Component Required for Notes
Registered service API pods Relayna capabilities, status/history, event feed, execution graph, optional /metrics Include create_metrics_router(runtime.metrics) when the API should expose runtime metrics.
Registered service worker pods Task execution, lifecycle observations, worker-only /metrics Use start_metrics_http_server(runtime.metrics, port=8001) for worker-only processes.
Redis Relayna status, DLQ indexes, observation history, Studio registry/events API pods, worker pods, and Studio must share the same logical Redis data plane for complete task detail.
RabbitMQ Relayna task queues, status fanout, retry/DLQ flows Workers publish lifecycle status and observations around RabbitMQ task handling.
Loki Studio log panels Studio queries Loki from the backend. The browser does not connect to Loki directly.
Alloy Kubernetes pod log collection, Loki forwarding, and optional OTLP trace receiving Runs as a DaemonSet for logs. It can also run an OpenTelemetry collector pipeline that forwards spans to Tempo.
Prometheus Studio Kubernetes metrics and Relayna runtime charts Scrapes cAdvisor, kube-state-metrics, Relayna API /metrics, worker /metrics, and Studio backend /metrics.
kube-state-metrics Pod phase, readiness, resource requests/limits, restart/OOM metrics Prometheus needs this for the Phase 2 Kubernetes metric groups.
Tempo Studio trace panels Stores OpenTelemetry spans. Studio queries Tempo by trace_id through the backend.
Studio backend Service registry, federation, log query proxy, metrics query proxy, trace query proxy, /metrics Configure egress allowlists for AKS service DNS and observability services.
Studio frontend Operator UI Talks only to the Studio backend.
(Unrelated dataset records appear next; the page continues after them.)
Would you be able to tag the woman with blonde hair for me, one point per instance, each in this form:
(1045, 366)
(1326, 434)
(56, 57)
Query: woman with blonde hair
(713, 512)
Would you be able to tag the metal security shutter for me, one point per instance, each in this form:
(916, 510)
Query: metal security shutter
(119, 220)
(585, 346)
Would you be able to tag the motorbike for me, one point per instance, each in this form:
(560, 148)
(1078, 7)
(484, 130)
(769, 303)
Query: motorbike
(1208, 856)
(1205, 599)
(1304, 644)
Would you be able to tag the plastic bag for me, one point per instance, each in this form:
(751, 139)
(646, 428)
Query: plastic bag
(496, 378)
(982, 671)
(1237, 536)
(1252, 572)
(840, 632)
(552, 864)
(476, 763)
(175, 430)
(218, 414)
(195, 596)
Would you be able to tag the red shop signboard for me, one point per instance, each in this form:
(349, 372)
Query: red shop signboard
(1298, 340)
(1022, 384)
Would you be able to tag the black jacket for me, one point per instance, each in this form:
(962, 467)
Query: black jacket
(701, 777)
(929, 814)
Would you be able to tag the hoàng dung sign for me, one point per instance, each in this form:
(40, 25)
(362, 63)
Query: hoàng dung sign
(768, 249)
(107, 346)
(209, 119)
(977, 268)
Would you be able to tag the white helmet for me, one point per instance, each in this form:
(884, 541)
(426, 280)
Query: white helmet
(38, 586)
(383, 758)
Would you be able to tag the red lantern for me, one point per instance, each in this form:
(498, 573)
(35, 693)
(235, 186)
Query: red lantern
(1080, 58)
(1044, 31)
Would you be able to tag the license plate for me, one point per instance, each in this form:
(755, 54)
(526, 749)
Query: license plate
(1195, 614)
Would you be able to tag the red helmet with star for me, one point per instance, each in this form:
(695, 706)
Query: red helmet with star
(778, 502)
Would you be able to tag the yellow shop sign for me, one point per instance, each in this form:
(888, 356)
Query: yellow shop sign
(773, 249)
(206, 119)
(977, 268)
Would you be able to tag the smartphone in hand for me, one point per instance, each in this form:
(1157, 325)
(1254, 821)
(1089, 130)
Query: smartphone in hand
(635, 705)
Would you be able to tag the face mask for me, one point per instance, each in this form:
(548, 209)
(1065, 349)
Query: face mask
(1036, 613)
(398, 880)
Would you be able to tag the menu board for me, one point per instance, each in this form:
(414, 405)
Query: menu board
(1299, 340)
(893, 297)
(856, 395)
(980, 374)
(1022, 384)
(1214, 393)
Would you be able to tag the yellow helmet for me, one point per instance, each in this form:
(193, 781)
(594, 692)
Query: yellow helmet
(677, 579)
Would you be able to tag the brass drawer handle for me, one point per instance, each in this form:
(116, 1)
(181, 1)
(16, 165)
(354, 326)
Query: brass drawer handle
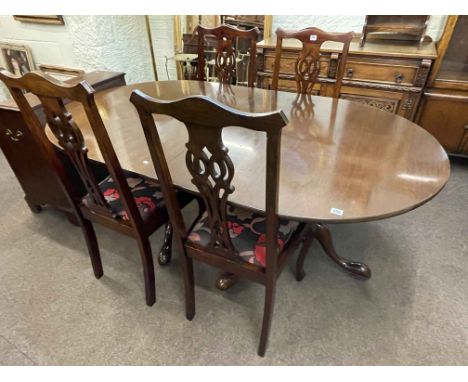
(14, 136)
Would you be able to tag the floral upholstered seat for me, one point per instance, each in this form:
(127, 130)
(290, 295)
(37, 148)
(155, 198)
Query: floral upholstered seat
(146, 192)
(247, 230)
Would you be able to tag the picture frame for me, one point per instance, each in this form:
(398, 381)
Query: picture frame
(16, 59)
(40, 19)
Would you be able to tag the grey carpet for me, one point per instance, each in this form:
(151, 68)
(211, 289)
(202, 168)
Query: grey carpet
(413, 311)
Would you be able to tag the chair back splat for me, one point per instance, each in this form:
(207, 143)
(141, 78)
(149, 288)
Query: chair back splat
(225, 60)
(307, 66)
(230, 241)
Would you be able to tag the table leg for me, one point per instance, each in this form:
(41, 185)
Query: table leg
(226, 280)
(323, 235)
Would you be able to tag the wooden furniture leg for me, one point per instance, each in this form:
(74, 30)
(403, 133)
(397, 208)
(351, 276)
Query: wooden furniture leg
(165, 253)
(226, 280)
(323, 235)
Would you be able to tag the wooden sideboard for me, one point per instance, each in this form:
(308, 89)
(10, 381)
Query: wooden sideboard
(389, 75)
(444, 106)
(27, 156)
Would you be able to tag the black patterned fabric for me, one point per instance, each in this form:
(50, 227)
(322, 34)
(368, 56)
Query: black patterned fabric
(248, 233)
(146, 192)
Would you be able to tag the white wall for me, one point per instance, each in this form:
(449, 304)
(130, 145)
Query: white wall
(346, 23)
(117, 43)
(162, 35)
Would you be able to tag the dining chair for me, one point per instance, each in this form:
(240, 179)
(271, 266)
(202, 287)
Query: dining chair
(226, 52)
(251, 245)
(307, 65)
(124, 201)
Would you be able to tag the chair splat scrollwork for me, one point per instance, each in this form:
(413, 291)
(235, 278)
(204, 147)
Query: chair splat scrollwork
(226, 52)
(212, 172)
(307, 66)
(70, 138)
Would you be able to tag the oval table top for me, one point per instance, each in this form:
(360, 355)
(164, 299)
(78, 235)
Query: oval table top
(341, 161)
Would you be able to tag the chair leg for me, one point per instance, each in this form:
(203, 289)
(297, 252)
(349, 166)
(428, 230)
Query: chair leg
(165, 253)
(187, 270)
(267, 316)
(93, 247)
(308, 239)
(148, 269)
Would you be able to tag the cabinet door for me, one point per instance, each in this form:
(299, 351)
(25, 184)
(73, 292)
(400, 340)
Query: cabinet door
(404, 104)
(451, 68)
(29, 163)
(445, 116)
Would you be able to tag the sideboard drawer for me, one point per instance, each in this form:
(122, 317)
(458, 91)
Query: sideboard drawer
(380, 72)
(288, 62)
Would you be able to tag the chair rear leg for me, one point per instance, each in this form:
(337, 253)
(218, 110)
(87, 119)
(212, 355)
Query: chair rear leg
(148, 269)
(267, 316)
(187, 269)
(93, 247)
(165, 254)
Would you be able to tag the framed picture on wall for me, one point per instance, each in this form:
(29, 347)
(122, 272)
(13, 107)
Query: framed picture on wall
(16, 59)
(40, 19)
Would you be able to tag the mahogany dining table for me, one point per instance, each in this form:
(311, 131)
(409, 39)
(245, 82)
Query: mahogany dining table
(341, 161)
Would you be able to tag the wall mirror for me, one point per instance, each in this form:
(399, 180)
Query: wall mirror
(185, 43)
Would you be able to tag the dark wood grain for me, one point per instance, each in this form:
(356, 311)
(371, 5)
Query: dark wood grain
(67, 133)
(335, 153)
(211, 171)
(307, 65)
(226, 53)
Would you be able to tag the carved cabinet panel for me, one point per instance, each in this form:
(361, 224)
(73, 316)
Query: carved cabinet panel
(445, 116)
(387, 75)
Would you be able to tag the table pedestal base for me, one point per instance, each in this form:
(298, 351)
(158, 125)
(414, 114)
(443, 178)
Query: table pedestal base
(322, 233)
(165, 253)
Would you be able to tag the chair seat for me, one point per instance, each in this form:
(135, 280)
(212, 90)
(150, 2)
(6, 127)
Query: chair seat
(247, 230)
(146, 192)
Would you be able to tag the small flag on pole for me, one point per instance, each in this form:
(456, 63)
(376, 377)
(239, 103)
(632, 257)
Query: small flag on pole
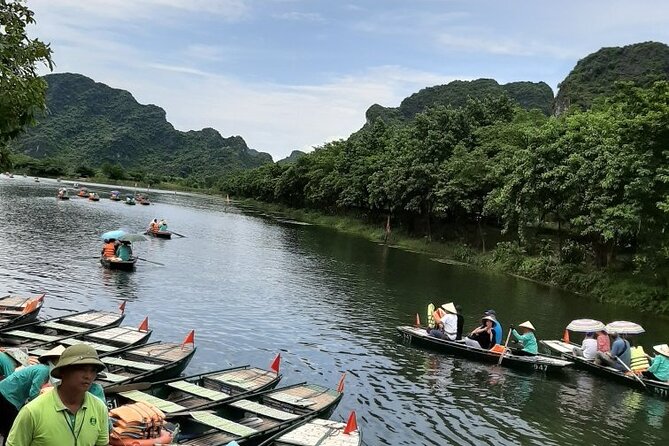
(189, 339)
(276, 363)
(352, 424)
(340, 386)
(144, 326)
Prometheus labels must stay low-cardinality. Do not use task_id, correlation_id, request_id, worker_id, pod, pod_name, container, or message_id as Relayna runtime metric labels. Exact per-task CPU/RSS samples are Relayna observations stored with task lifecycle data, not Prometheus series.

Architecture

The overall system looks like this when Relayna services, service workers, Studio, Redis, RabbitMQ, Loki, Alloy, Prometheus, Tempo, and kube-state-metrics run inside AKS:

Relayna AKS observability architecture

flowchart TB
  subgraph aks["AKS cluster"]
    subgraph appns["Application namespaces"]
      api["Registered service API pods\nFastAPI + Relayna routes\n/status /history /events/feed /executions /metrics"]
      workers["Registered service worker pods\nTaskConsumer / workflow workers\nworker metrics helper :8001"]
    end

    rabbit["RabbitMQ\nTasks, status fanout, retry, DLQ"]
    redis["Redis\nStatus, history, DLQ indexes,\nobservations, Studio registry/events"]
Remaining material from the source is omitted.